This work addresses non-Euclidean geometric data—including directed graphs, signed graphs, and manifolds with boundary—by proposing a unified geometric scattering transform framework on metric measure spaces. Methodologically, it integrates diffusion maps, multi-layer wavelet-type scattering, and stochastic sampling approximation to yield a computationally tractable model that simultaneously satisfies group invariance and Lipschitz stability, while establishing a data-driven graph construction scheme and a quantitative convergence theory. Key contributions include: (i) the first extension of geometric scattering to manifolds with boundary and to directed/signed graphs; (ii) a universal invariance criterion applicable across diverse geometric domains; and (iii) a rigorous proof of asymptotic convergence of scattering transforms on sampled graphs to those on continuous manifolds. Experiments demonstrate superior effectiveness and robustness on spherical images, directed networks, and high-dimensional single-cell data, offering a theoretically grounded and practically viable tool for geometric deep learning.

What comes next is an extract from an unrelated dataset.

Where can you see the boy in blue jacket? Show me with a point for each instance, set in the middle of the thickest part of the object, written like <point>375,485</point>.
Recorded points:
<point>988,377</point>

The scattering transform is a multilayered, wavelet-based transform initially introduced as a model of convolutional neural networks (CNNs) that has played a foundational role in our understanding of these networks' stability and invariance properties. Subsequently, there has been widespread interest in extending the success of CNNs to data sets with non-Euclidean structure, such as graphs and manifolds, leading to the emerging field of geometric deep learning. In order to improve our understanding of the architectures used in this new field, several papers have proposed generalizations of the scattering transform for non-Euclidean data structures such as undirected graphs and compact Riemannian manifolds without boundary. In this paper, we introduce a general, unified model for geometric scattering on measure spaces. Our proposed framework includes previous work on geometric scattering as special cases but also applies to more general settings such as directed graphs, signed graphs, and manifolds with boundary. We propose a new criterion that identifies to which groups a useful representation should be invariant and show that this criterion is sufficient to guarantee that the scattering transform has desirable stability and invariance properties. Additionally, we consider finite measure spaces that are obtained from randomly sampling an unknown manifold. We propose two methods for constructing a data-driven graph on which the associated graph scattering transform approximates the scattering transform on the underlying manifold. Moreover, we use a diffusion-maps based approach to prove quantitative estimates on the rate of convergence of one of these approximations as the number of sample points tends to infinity. Lastly, we showcase the utility of our method on spherical images, directed graphs, and on high-dimensional single-cell data.